Can Frozen Eggs Help Extend Fertility?

ByABC News via logo
March 21, 2004, 3:35 PM

March 22 -- For 30-something career women who are single, but want to have families, an entrepreneur hopes new technology could help them hit the snooze button on their biological clocks.

It's a near-constant debate in the press and among women themselves: career, children, or both, and the tough choices that occur as women get older. What makes these decisions even more difficult is that, even with the help of fertility specialists, women who are beyond a certain age often have no choices and no options when it comes to having a child.

After hearing fertility concerns of single 30-something friends, Christy Jones, then 32, decided to do something about it. Two years later the computer software executive has founded Extend Fertility, a potentially revolutionary business that would let women take control of their fertility by freezing their eggs. The procedure was not really viable until about five years ago, and until now, this practice was mainly limited to cancer patients. Jones wants to make this available to any woman.

"We became inundated with information about age and infertility and many women of my generation were very frustrated by that. For so long, we had been told you can do it all and then all of a sudden we're getting news that the biological clock actually has its limitations and it has to do with the eggs," Jones said on ABCNEWS' Good Morning America.

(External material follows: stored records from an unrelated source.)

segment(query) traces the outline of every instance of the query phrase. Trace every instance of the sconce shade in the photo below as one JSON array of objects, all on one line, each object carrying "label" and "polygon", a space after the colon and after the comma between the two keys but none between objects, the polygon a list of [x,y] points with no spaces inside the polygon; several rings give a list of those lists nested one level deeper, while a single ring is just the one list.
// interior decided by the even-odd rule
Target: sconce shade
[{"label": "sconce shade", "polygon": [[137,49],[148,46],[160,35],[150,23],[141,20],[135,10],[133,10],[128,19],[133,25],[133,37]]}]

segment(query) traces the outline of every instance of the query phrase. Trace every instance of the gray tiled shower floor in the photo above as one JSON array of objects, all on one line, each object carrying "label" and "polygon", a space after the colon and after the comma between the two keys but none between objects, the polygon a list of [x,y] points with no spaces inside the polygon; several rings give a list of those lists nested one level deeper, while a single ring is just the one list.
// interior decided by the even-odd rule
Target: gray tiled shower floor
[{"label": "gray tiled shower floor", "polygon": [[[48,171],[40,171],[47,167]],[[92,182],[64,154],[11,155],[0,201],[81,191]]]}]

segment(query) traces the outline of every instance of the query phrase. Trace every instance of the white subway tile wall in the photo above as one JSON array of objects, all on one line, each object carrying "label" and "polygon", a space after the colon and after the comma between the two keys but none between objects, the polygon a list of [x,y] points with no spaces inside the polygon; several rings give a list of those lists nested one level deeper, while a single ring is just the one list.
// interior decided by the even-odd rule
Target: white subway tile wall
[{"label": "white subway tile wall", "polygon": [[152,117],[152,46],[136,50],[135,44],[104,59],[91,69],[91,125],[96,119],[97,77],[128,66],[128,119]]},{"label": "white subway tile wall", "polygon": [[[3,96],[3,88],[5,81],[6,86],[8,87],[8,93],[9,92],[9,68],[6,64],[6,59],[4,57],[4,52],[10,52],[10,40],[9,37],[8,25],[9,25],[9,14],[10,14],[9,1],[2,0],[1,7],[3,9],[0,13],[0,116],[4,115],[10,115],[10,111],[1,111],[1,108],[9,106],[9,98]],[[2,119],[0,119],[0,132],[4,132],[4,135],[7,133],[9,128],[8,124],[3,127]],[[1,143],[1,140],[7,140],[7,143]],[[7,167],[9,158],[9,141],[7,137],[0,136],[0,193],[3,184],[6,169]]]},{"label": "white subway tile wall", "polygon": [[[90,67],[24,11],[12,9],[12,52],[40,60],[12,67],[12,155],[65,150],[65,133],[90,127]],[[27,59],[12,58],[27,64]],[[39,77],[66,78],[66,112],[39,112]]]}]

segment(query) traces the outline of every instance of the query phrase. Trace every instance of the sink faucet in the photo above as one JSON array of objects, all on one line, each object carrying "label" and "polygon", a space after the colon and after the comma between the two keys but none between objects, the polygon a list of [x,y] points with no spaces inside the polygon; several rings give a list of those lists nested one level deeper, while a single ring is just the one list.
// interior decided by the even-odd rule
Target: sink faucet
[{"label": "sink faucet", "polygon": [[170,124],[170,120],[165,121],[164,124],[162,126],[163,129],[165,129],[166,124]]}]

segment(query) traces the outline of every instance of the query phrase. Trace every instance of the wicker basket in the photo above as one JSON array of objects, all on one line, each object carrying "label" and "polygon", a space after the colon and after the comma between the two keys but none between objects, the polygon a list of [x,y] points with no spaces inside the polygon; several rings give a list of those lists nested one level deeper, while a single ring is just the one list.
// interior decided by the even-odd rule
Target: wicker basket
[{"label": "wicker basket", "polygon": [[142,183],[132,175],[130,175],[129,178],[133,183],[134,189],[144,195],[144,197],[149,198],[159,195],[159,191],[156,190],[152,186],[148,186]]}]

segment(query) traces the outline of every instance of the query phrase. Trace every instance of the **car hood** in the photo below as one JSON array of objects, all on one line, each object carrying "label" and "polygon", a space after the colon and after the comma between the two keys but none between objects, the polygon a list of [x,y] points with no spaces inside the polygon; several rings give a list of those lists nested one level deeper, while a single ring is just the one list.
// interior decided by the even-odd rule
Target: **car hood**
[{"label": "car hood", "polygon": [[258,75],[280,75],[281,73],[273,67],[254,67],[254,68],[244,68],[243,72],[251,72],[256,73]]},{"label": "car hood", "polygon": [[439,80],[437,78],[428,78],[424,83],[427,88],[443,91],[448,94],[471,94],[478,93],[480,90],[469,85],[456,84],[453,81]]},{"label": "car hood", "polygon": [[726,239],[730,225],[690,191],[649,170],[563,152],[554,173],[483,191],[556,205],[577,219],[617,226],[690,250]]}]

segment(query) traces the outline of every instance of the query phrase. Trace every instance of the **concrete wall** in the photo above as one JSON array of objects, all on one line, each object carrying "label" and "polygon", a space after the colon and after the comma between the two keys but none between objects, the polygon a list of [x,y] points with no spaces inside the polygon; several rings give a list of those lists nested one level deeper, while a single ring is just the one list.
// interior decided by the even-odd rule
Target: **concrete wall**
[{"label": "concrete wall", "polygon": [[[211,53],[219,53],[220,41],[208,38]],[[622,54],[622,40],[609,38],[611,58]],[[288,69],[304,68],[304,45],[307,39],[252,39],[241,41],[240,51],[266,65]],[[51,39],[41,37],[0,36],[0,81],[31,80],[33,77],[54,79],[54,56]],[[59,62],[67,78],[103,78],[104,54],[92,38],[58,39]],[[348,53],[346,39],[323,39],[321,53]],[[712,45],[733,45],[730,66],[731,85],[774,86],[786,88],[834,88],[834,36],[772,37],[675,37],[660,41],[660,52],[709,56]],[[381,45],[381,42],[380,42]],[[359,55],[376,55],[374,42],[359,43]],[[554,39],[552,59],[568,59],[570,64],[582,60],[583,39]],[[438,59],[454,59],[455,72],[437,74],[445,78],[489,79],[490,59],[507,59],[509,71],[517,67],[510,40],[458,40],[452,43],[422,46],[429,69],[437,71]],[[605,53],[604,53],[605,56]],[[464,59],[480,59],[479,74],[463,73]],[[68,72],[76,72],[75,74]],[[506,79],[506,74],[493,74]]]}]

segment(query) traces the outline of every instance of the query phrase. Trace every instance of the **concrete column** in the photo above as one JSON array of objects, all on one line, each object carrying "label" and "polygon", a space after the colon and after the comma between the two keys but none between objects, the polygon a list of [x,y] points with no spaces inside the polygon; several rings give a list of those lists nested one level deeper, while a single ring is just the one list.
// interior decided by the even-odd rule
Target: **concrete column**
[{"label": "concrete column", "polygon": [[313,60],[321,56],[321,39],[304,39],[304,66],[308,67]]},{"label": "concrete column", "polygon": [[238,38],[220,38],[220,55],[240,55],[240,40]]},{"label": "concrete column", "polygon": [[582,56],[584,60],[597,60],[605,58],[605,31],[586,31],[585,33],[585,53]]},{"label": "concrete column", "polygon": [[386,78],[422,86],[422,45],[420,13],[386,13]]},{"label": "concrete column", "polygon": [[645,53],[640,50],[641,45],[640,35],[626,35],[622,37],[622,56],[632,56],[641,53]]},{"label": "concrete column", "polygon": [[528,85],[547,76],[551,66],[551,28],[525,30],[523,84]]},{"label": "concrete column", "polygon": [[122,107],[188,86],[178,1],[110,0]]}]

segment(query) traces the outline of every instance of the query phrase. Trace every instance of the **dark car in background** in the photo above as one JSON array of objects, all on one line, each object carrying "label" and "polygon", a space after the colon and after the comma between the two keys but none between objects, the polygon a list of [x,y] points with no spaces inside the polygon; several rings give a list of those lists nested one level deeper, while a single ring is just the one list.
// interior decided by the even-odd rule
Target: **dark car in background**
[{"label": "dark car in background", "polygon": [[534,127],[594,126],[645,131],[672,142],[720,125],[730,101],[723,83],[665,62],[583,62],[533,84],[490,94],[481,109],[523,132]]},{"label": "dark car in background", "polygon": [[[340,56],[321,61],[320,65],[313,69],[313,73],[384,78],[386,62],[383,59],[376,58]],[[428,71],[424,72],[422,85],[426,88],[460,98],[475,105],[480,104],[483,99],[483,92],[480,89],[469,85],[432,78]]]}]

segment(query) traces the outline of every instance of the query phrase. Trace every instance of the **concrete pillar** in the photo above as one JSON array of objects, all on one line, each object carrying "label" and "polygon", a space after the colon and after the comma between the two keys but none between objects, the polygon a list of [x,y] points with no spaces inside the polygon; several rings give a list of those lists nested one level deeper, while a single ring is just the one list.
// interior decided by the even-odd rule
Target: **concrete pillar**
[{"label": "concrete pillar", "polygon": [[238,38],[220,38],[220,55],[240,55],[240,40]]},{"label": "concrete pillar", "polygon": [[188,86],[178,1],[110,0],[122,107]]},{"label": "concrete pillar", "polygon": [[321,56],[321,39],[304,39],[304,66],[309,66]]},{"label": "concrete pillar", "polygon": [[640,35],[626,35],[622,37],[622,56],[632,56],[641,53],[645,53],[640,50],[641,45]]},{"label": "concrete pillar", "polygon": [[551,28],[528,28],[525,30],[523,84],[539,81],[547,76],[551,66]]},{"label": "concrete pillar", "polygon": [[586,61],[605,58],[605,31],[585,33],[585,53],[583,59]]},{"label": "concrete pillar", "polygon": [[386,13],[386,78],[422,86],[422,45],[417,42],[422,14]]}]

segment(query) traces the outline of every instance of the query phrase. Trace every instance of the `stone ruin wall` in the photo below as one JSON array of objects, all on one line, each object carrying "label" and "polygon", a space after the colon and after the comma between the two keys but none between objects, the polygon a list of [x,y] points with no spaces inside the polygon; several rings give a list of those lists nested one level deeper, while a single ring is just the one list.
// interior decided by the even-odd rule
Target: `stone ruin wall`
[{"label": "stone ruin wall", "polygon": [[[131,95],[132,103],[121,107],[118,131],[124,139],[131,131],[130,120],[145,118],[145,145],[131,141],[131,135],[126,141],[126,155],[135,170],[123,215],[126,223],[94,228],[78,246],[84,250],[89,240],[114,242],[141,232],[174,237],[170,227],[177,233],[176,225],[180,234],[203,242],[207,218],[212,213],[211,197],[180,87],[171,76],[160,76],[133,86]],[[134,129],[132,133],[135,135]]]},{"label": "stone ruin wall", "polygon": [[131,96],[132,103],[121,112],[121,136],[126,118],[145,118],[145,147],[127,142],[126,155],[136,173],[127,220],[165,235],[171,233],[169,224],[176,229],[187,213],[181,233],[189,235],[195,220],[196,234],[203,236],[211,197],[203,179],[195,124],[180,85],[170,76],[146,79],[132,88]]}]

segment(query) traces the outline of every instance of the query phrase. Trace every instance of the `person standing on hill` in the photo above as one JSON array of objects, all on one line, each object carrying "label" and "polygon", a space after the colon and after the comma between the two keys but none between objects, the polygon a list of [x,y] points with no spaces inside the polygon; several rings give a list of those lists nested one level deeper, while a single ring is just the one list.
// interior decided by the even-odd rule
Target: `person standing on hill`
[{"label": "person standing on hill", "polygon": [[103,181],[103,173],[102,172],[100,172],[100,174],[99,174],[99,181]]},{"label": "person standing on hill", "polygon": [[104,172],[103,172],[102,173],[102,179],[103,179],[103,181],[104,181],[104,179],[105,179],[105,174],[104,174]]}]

Jones' first two clinics open this May in California, partnering with existing fertility clinics near Los Angeles and Stanford, Calif. Jones, who is single, plans on being the first patient.

Still-Developing Technology

In a best-case scenario, freezing a woman's eggs would allow her to have children when she wants to, not when her chances of conceiving are best, which is at about age 27.

"This would let women be proactive to safeguard their fertility," Jones said. "This gives people the opportunity to have children later in life."

Many fertility experts believe this technology is still not ready for the marketplace. To date, fewer than 100 babies have been born in the U.S. from frozen eggs.